今回は最終回である。テーマとしては、「心理士(師)にとっての脳科学」とした。この連載中、「そもそも脳科学と心理臨床というタイトルを付けながら、心理臨床について述べていないではないか!」という批判を覚悟していた。編集の方から特にその様な話を聞いてはいないが、当然そのように思われても仕方ない。しかし脳の話をしながら、カウンセリングの場面でどの様にそれを応用すべきかについての話題に移ることは実際は容易ではない。というよりはあるテーマで脳の話をしているうちに枚数がすぐ尽きてしまう。という事でこの最後の章はこの「臨床家にとっての脳科学」という話題についてもっぱら論じたい。
今更思うのだが、私は自分が脳科学の話をするという事が何か不思議な気がする。私は脳科学の専門家ではない。でも脳科学的な知識を得ることによる感動を書いているうちに専門家という事にいつの間にかなってしまう。ましてや「脳科学と心理臨床」などと言うタイトルでエッセイを書くに至っては、自分は脳科学の専門家であるという風に自認していると取られても仕方ない。私がこのエッセイを書いたのは、私が脳科学の専門家だからではなく、臨床家として脳科学的な知識を得てよかったと思うことが多いからなのだ。そのことはここでお断りしたい(もう遅いか?)
では脳科学的な知識の何がありがたいのか。それはその様な知識は大抵「患者さんのいう事は正しかった」という事を納得させてくれるからである。
例えば患者さんが誰もいないはずなのに人の姿を見たという。いわゆる幻視という体験だが、通常私たちは「そこにいないはずの人の姿をみるなんて、気のせいじゃないか?」と考えがちだ。「気のせい」というのは本当は起きていないことを起きたと思い込んでしまうこと、という事だ。そしてこの「思い込み」という表現には、自分がそれを思い浮かべただけ、つまり自作自演というニュアンスがある。人騒がせなことを言うな、という感じた。私達は一般に患者の訴えに関してそれを思い込み、気のせいという風に決めつける傾向があるのだ。そしてそれは残念ながら精神分析的な考えにおいても見られた。なぜならフロイトは症状は無意識的な願望と結びついていると考えたからである。
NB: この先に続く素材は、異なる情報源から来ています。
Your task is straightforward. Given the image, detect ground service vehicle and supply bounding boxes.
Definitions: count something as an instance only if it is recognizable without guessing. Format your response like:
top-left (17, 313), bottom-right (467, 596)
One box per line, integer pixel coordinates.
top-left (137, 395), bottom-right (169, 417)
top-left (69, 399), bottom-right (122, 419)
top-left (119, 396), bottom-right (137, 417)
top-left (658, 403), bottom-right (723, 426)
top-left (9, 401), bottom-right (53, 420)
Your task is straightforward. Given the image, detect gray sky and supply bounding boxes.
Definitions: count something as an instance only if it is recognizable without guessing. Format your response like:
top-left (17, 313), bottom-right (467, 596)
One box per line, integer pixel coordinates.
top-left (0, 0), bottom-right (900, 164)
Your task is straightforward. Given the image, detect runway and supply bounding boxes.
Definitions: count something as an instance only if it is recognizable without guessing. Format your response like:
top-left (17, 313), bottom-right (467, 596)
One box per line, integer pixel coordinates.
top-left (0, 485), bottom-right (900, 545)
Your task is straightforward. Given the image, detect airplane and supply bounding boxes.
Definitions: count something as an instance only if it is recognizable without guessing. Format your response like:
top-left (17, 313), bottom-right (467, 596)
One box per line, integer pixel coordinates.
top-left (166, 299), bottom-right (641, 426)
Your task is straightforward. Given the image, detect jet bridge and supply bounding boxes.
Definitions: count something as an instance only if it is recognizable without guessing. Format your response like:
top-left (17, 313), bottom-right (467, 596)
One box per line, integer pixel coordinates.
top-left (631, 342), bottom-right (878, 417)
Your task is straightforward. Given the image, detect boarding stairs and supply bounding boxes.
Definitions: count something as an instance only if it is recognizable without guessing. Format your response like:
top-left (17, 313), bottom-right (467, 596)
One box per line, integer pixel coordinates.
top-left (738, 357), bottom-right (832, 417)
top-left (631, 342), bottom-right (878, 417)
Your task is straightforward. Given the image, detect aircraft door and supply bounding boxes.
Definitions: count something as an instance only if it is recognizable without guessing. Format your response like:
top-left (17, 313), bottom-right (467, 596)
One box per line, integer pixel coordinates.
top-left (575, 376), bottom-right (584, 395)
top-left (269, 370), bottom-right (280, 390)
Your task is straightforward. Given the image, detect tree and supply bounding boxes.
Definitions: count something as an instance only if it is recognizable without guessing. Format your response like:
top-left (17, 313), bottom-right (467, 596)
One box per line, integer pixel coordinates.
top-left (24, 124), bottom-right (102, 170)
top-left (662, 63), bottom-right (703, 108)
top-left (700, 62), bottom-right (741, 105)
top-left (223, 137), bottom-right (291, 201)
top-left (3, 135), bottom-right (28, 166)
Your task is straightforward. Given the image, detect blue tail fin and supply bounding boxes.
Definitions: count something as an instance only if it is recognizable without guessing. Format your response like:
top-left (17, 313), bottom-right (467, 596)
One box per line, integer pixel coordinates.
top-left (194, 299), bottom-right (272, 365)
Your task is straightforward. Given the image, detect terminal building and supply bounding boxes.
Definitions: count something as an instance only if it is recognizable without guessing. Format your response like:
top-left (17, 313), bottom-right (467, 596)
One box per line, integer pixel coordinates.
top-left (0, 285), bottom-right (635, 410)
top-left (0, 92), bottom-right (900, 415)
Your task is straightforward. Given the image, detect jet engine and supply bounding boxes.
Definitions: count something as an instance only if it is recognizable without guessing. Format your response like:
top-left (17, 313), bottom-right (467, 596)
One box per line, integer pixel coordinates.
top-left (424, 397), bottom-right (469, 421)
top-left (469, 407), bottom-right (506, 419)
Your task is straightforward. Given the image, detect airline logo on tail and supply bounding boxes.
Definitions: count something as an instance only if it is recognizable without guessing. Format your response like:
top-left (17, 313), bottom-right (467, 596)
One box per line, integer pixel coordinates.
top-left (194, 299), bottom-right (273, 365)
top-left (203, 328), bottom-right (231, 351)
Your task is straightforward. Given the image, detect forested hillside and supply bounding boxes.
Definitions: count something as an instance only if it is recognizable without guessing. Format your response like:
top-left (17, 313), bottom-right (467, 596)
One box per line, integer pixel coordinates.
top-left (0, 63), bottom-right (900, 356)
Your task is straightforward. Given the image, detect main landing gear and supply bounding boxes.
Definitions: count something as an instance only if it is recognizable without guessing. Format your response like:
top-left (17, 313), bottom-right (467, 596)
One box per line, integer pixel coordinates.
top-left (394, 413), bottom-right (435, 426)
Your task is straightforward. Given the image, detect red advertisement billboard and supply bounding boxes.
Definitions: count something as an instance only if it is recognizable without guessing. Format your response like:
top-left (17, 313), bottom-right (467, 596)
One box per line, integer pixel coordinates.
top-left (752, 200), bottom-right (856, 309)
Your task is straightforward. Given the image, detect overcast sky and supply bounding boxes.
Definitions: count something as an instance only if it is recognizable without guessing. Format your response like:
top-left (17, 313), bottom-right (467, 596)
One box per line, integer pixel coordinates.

しかしおよそ100年も前に Georges de Morsier という先生は幻視に関して当時一般的だった精神分析的な考えに異を唱え、幻視は神経学的な症状、すなわち脳において生じている異常と考えたという。つまりてんかんや認知症や統合失調症などに見られる幻視には共通の神経学的な基盤があると考えたのだ。それは現在の脳科学的な研究で再認されているという。(Carter, R, Ffytche DH.On visual hallucinations and cortical networks: a trans-diagnostic review. J Neurol. 2015; 262(7): 1780–1790.)
最近の研究では幻視を呈する様々な精神疾患で、ある共通したことが起きるという。それは大脳皮質と視床との間のやり取りの異常な昂進であり、あたかも実際の視覚体験により生じる大脳皮質と視床とのやり取りと同じことがなぜか生じているという。だから実際に何かを見ている、という感覚が生まれるというわけである。これは少なくとも「気のせい」のレベルの問題ではない。
フロイトは分析家である私にとってのヒーローだがからあまり悪く言いたくないが、心理療法の先駆けとなったフロイトの精神分析は、「患者の訴えを真に受けない」という姿勢の先駆けになったという所がある。しかし脳科学的な知見は、患者の訴えには十分根拠があったという事ばかりを教えてくれている気がする。
本連載の後半に私が扱った精神障害、例えば解離性障害、嗜癖、トラウマ関連障害等に関する脳科学の知見が教えてくれることは決まって次のことだ。つまり患者が描写する彼らの体験は一見意味をなさないが、脳における機能の異常がどの様な形で関与しているかを知ることで、その意味をより理解できるようになるということである。